Multispektrale Material- unterscheidung

Eine Besonderheit des optischen Sensorsystems ist die Möglichkeit, neben der berührungslosen Abstandsmessung, sicher und schnell zwischen Materialoberflächen unterscheiden zu können. Speziell wird zwischen Haut und Werkstück differenziert. Nur bei Erkennung einer Werkstückoberfläche wird die Höheneinstellung vorgenommen. Erkennt das System hingegen Haut, verharrt die Haube auf der aktuellen Höhe.
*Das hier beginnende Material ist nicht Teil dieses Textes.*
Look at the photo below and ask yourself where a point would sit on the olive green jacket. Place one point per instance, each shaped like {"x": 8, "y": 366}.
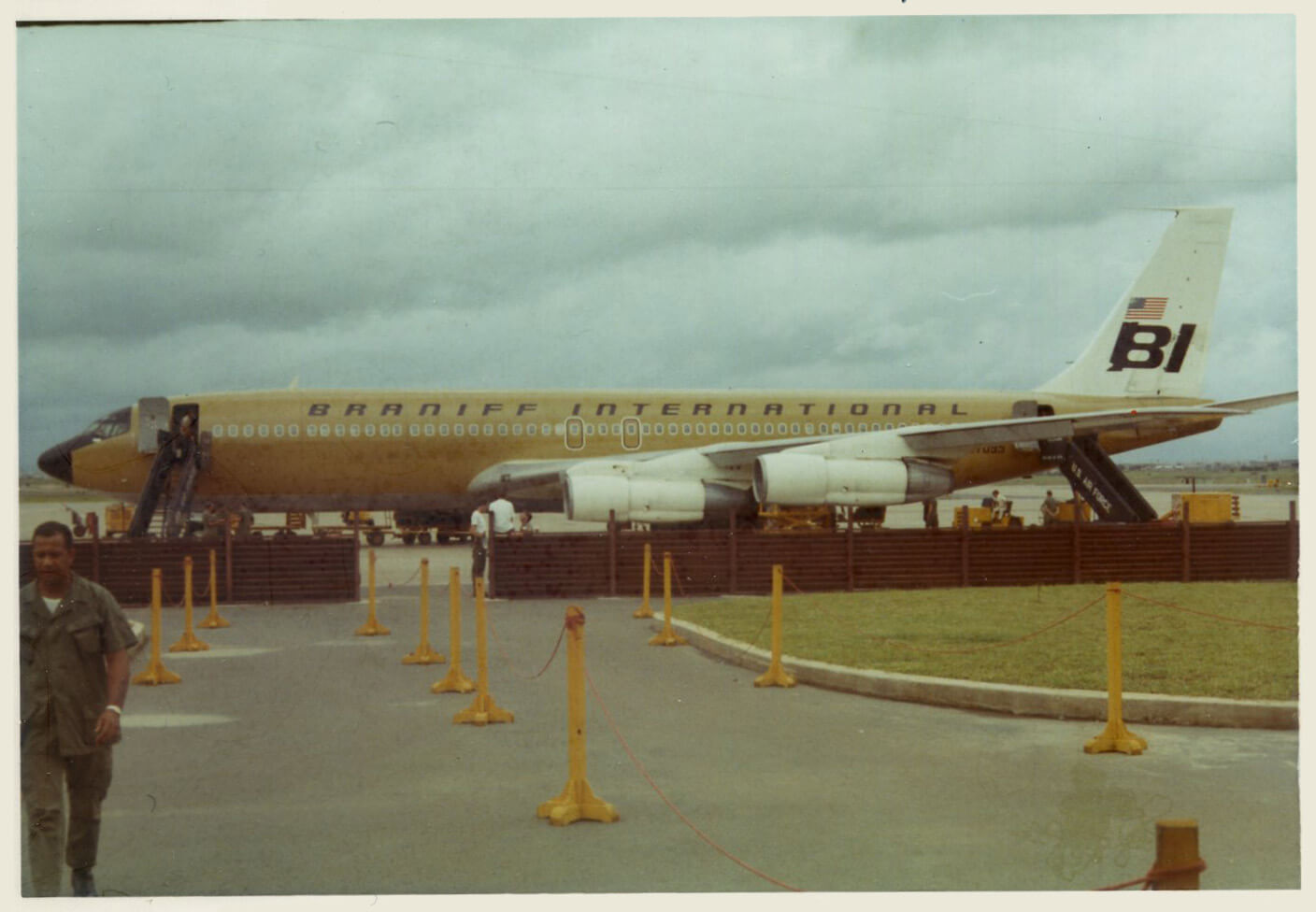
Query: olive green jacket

Diese Eigenschaft unterscheidet den verwendeten Sensor von einem konventionellen Sensor zur Distanzmessung und bietet einen Mehrwert hinsichtlich des zu erreichenden Sicherheitsniveaus, da eine automatische Anhebung der Schutzhaube nicht durch unbedeckte menschliche Gliedmaßen ausgelöst werden kann. Die Unterscheidung zwischen verschiedenen Materialoberflächen erfolgt anhand ihrer spektralen Signaturen. Eine solche Signatur besteht aus den Remissionsintensitäten verschiedener schmaler Wellenlängenbänder im Nah-Infrarotbereich (NIR). Dieser Teil des elektromagnetischen Spektrums eignet sich hervorragend für die Unterscheidung von menschlicher Haut und vielen Werkstoffen. So bewirken die sogenannten Wasserbanden auch bei unterschiedlichen Hauttypen eine gleichmäßige Absorptionscharakteristik im NIR. Im sichtbaren Spektralbereich sind Pigmente (Melanine) für die unterschiedliche Färbung der Haut verantwortlich. Wird nun dieser Bereich zum Vergleich betrachtet, können dort unterschiedliche Absorptionscharakteristika für die verschiedenen Hauttypen festgestellt werden. In der Praxis erschweren diese die Abgrenzung gegenüber anderen Materialien. Der Sachverhalt ist in Bild 2 in Form von Remissionskurven verschiedener Materialien und Hauttypen visualisiert. Zur Ermittlung der spektralen Signatur kommen im entwickelten Sensor spezielle Multi-Chip-LEDs zum Einsatz, die eine sequenzielle Beleuchtung mit Licht aus vier schmalen Wellenlängenbändern ermöglichen. Die Reflexion an der Oberfläche wird mit Hilfe von mehreren in einer Reihe angeordneten Fotodioden gemessen. Durch den räumlichen Versatz der Fotodioden ist es möglich, die Distanz der reflektierenden Oberfläche nach dem Prinzip der Triangulation zu bestimmen. Die so ermittelten Daten werden dann im Mikrocontroller des Sensors verarbeitet und durch den Klassifikator ausgewertet. Zu diesem Zweck wurden verschiedene Modelle von Klassifikatoren aus dem Bereich des maschinellen Lernens implementiert und trainiert.

Fazit

Sowohl die Machbarkeitsstudie, als auch die exemplarische Umsetzung als Funktionsmuster zeigen, dass Sicherheit und Komfort bei der Arbeit an einer Formatkreissäge mit einem System zur intelligenten und automatischen Höheneinstellung der Schutzhaube gesteigert werden können. Die Fähigkeit zur Hauterkennung des spezifischen Sensorsystems spielt in diesem Zusammenhang eine zentrale Rolle für den Sicherheitsaspekt. Das gesamte System sollte bei industrieller Fertigung durch die Verwendung von Standardkomponenten marktgerecht hergestellt und an vorhandenen Maschinen nachgerüstet werden können.